WASHINGTON – “Federal mandates and environmental requirements hamper Alabama’s efforts to recover its decaying roads and bridges,” Elmore County Engineer, Richie Beyer, told a Congressional committee focusing on government inefficiency.

As the Alabama Legislature readies to consider a state-funded initiative to resurface more than 12,000 miles of county roads, Beyer said that federal requirements are costing taxpayers through increased construction costs and unnecessary delays. As a former president of the National Association of County Engineers, Beyer said the challenges faced by Alabama engineers are repeated across the country.

“When county projects utilize federal funding, higher project costs and longer delivery times are the norm,” said Beyer during the committee’s 90-minute hearing of the Subcommittees on Interior, Energy and the Environment and Intergovernmental Affairs. “Bureaucratic red tape and cumbersome environmental reviews slow projects down and drive labor costs up. Currently, counties are required to follow the same exhaustive federal requirements on a small sidewalk or preservation project as they would for mega-projects.”

Beyer’s testimony comes just weeks before the Alabama Legislature is expected to consider a $1.2 billion bond issue proposal dedicated to local road and bridge improvements. Beyer said the project, known as ATRIP-2, would give each county in Alabama a minimum of $10 million for county road projects—some of which are ineligible for federal funding.

“This innovative program here in Alabama represents a commitment that tax dollars will be used as effectively and efficiently as possible,” he explained after returning to Alabama. “We look forward to working with the Alabama Legislature on improving our county roads and bridges beginning this fall.”

The Association of County Commissions of Alabama (ACCA) unanimously voted to support a $1.2 billion bond issue to be divided up amongst all 67 counties to fund county infrastructure projects at its Annual Legislative Conference last December.

Sonny Brasfield, the Executive Director of the ACCA, said that the bond issue would put many Alabama counties ahead of their road and bridge improvement schedules by 15 to 20 years. “This proposal presents local governments with a unique opportunity to make significant improvements to local roads and bridges, without the time-constraints or extra costs associated with federal funding,” said Brasfield. “Citizens could see the benefit of this investment in the form of resurfaced roads and bridge improvements within the next 12 months.”

The legislation authorizing the bond issue is expected to be introduced in the Alabama Legislature early next month. Currently, 53 of Alabama’s 67 county commissions have adopted resolutions in support of the proposal.

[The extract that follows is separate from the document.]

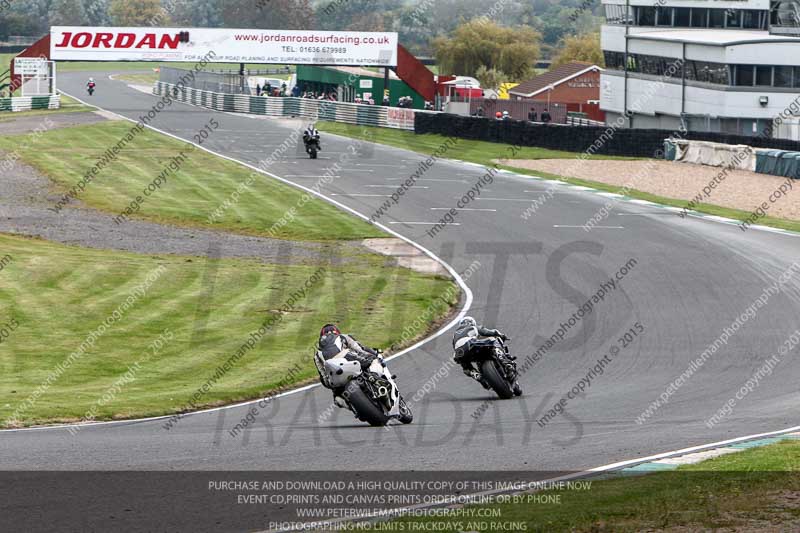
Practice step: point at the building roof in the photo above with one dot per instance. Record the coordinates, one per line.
(714, 37)
(557, 76)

The Association of County Commissions of Alabama (ACCA) is a statewide organization representing county government in Alabama. ACCA promotes improved county government services in Alabama, offers educational programs for county officials and their staff members, administers insurance programs for county governments and employees, offers legal advice, and represents the interests of county government before state and federal organizations and agencies.